This mezcal’s gracefully elongated ceramic bottle tells you this is a spirit for special occasions and special friends. Bozal Tepeztate is an easy-sipping, single varietal mezcal—a subspecies of the Marmorata family of agaves that grow wild on the sides of the steep, rocky cliffs of Oaxaca and Guerrero. The mezcal it yields is sweet and spicy, with a soft earthiness and a gentle pinch of spice in the finish.
Fittingly, the Montelobos brand is named after the mountain wolves of Oaxaca, where this mezcal is produced from the Tobalá Cenizo agave, a species that is often referred to as “the king of mezcals” due to its complexity and widespread use in mezcal production. Created by Ivan Saldaña, who has a PhD in Botany with a specialty in agaves, and Aaron Alva Sanchez, whose family has been sustainably cultivating Maguey Tobalá agaves for well over 15 years, this is a mezcal that should be sipped neat to fully appreciate its citrusy aroma and sweet, smoky, vegetal flavors.
Del Maguey Vida de Muertos
The latest in Del Maguey’s Single Village family of mezcals (comparable to single estate wines), this is very distinctively styled: herbaceous and peppery.
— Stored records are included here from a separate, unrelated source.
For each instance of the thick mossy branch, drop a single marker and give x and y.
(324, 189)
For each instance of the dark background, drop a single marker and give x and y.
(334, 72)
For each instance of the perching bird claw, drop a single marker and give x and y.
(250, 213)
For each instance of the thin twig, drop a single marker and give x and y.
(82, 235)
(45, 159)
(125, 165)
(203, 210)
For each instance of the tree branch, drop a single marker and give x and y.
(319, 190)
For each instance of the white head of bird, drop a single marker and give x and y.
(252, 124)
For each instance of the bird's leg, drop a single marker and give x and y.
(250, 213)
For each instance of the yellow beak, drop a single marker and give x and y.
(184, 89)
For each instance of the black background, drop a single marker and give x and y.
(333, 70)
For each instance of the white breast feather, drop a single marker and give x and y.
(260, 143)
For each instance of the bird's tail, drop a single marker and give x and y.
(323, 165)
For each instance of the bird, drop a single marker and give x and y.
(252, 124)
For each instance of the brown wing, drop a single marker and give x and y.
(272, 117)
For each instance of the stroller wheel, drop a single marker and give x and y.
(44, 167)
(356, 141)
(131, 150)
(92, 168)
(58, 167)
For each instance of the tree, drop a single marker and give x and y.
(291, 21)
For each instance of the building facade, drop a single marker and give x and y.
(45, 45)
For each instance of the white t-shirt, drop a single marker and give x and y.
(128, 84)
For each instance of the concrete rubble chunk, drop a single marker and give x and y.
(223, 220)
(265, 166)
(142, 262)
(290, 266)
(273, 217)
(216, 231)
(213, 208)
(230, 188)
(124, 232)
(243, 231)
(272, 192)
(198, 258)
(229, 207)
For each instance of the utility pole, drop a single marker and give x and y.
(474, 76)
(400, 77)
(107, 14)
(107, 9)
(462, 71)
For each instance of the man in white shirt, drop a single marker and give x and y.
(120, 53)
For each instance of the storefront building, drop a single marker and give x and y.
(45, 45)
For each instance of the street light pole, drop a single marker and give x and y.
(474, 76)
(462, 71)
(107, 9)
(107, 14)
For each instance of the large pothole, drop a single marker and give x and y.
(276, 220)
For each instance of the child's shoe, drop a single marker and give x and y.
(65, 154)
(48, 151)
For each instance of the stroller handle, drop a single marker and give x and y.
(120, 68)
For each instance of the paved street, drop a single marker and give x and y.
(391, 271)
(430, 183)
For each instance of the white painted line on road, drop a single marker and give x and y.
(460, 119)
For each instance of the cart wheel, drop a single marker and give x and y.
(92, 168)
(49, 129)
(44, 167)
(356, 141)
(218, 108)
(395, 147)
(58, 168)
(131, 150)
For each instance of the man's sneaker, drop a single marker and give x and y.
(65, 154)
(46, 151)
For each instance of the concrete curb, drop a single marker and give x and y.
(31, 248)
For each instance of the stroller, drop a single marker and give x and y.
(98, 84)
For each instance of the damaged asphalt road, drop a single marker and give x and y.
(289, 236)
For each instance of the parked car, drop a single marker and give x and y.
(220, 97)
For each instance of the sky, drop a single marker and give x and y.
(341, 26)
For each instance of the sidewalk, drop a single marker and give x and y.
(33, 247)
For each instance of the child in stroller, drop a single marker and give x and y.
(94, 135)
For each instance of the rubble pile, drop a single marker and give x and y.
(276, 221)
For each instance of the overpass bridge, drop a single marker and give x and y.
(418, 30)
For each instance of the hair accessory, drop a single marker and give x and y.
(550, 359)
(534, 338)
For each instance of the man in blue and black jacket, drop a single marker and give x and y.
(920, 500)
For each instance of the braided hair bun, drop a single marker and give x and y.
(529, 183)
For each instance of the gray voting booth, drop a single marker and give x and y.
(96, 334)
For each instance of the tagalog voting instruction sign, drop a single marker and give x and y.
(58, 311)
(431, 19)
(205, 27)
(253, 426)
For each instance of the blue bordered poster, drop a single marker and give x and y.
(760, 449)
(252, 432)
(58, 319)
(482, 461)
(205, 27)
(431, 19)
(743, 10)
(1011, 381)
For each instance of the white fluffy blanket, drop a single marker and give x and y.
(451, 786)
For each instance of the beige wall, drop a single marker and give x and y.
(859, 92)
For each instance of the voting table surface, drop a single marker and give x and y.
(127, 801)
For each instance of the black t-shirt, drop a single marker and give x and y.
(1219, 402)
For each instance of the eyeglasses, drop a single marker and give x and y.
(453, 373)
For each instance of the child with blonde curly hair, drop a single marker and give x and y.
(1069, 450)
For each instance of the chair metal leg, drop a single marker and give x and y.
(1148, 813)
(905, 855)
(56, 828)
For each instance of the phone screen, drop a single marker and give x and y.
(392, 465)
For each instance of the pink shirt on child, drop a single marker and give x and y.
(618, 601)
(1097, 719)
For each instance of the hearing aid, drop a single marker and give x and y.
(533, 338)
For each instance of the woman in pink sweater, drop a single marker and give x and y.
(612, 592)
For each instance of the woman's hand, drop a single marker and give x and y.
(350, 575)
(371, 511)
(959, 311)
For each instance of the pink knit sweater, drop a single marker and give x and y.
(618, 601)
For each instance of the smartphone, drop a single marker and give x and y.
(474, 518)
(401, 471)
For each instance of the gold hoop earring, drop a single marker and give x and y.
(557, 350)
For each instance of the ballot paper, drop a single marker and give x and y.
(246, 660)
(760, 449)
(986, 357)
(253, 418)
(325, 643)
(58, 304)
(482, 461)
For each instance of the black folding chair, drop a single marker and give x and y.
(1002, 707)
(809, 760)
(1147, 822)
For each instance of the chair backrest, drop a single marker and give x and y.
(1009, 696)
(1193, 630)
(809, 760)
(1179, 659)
As such, it is perfect for creating some equally distinctive cocktails, as well as for drinking straight, best accompanied by a slice of orange to accent its citrusy undertones. Created by the Cruz Nolasco family in the village of San Luis del Río in Oaxaca, Mexico, as its name suggests, it was specifically produced to celebrate Día de los Muertos.
Sombra Reposé Reposado
Don’t get this mezcal’s name confused with Sombra, the super-hacking heroine sleuth of the popular Overwatch video game. Just the opposite: It is among the gentlest of mezcals, with barely a whiff of smoke in its vegetal countenance. Rested for up to six months in Bordeaux wine barrels sourced from the historic Château Léoville Poyferré in St Julien, France, the French oak brings a refreshing fruitiness to the top of the palate.
Los Siete Misterios Doba-Yej
The name translates as “The Seven Mysteries,” and refers to seven different expressions of mezcals sourced by brothers Julio and Eduardo Mestre in their quest to preserve some of their country’s most authentically-styled liquid history. In that context, the sub-name of this particular mezcal, Doba-Yej, is the ancient Zapotec term for the Espadin agave, which is cooked in earthen ovens and milled using a horse-drawn “Tahoma” stone wheel to squeeze out the juices, which are then double distilled in copper pots. The resultant flavors are thick with baked apples, a touch of violets and lime, all permeated with a subtle smokiness.
Izo Ensamble Mezcal
This is one of the latest offerings from a family of mezcals co-founded by Gaston Martinez, a native of Mexico who has kept everything centered in his hometown of Durango, even down to the locally sourced Onyx bottle stopper. Unlike single-agave mezcals, Ensamble is a blend of distilled Cenizo and Lamparillo agaves, each wild-grown and native to the dramatically rugged Durango landscape. The result is an earthy, full-bodied flavor with a refreshingly fruity finish.